A nova Lei de Estrangeiros deverá afetar diretamente os imigrantes brasileiros, com a revogação de uma norma que lhes permitia regularizar a própria situação depois de sua chegada a Portugal. Com as mudanças, os imigrantes somente entrarão no país mediante a apresentação de um visto. Além disso, os vistos para a busca de emprego serão concedidos apenas a imigrantes altamente qualificados. O texto também torna mais difícil o reagrupamento de famílias de imigrantes não documentados, com a exigência de comprovação de que o casal tinha vivido junto em outro país e depois de dois anos de residência legal. Outra medida polêmica envolve a criação de uma unidade policial para supervisionar os estrangeiros e realizar deportações. 

Advogada especializada em imigração, a brasileira Erica Acosta, 44, esteve na Assembleia da República para acompanhar a votação.
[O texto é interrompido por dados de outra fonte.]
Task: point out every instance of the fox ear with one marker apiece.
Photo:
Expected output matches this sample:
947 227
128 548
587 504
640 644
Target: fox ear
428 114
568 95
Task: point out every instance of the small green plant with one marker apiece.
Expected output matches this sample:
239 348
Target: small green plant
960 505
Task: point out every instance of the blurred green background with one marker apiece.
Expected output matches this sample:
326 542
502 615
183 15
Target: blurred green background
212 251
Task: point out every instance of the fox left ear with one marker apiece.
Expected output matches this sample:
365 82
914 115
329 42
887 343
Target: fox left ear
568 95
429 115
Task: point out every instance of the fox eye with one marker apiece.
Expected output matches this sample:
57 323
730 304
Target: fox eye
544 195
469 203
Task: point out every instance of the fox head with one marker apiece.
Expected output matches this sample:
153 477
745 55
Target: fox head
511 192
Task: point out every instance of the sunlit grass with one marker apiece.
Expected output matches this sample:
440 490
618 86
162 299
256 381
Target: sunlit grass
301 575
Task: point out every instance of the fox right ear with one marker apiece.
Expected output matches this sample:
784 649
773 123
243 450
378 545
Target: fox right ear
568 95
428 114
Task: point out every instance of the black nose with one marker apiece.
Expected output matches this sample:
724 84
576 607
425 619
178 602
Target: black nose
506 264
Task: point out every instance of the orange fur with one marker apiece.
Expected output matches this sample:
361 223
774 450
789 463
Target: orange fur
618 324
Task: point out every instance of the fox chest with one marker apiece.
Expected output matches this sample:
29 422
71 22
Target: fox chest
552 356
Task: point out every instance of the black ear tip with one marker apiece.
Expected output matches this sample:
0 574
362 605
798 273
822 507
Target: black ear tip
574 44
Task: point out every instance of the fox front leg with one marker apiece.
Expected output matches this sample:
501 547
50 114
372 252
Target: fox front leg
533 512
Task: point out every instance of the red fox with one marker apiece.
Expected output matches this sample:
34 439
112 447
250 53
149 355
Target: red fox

Em entrevista ao Correio, ela afirmou que a aprovação da nova Lei de Estrangeiros representa um “retrocesso gravíssimo no compromisso de Portugal com os direitos humanos e com o Estado Democrático de Direito”. “Trata-se de uma norma que ignora a realidade das migrações e impõe obstáculos cada vez mais intransponíveis à regularização”, explicou. 

Mobilidad

Acosta considera particularmente grave o impacto da medida sobre o Acordo de Mobilidade da Comunidade de Países de Língua Portuguesa (CPLP), criado para facilitar o trânsito de pessoas entre os Estados-membros. “Ao voltar a exigir o visto como condição para o início do processo de regularização — até então bastava a entrada regular —, a nova legislação esvazia os objetivos do acordo e reinstaura uma barreira que tinha sido superada. Ou seja: cria-se um novo entrave à mobilidade, contrariando frontalmente o espírito de cooperação e de solidariedade da CPLP.”

Ainda segundo a advogada brasileira, a norma passa a utilizar a remuneração financeira como um vetor de desigualdade. “Ela punirá quem ganha menos, com o risco de perder o direito ao reagrupamento familiar. A igualdade, a proteção familiar e o acesso à justiça ficarão comprometidos. Embora ainda exista a possibilidade de recorrer ao tribunal para proteger direitos fundamentais, o novo regime exige um conjunto probatório desproporcional, fazendo com que o acesso à Justiça se torne o último recurso de quem está sufocado por um sistema opressor”, explicou Erica Acosta. 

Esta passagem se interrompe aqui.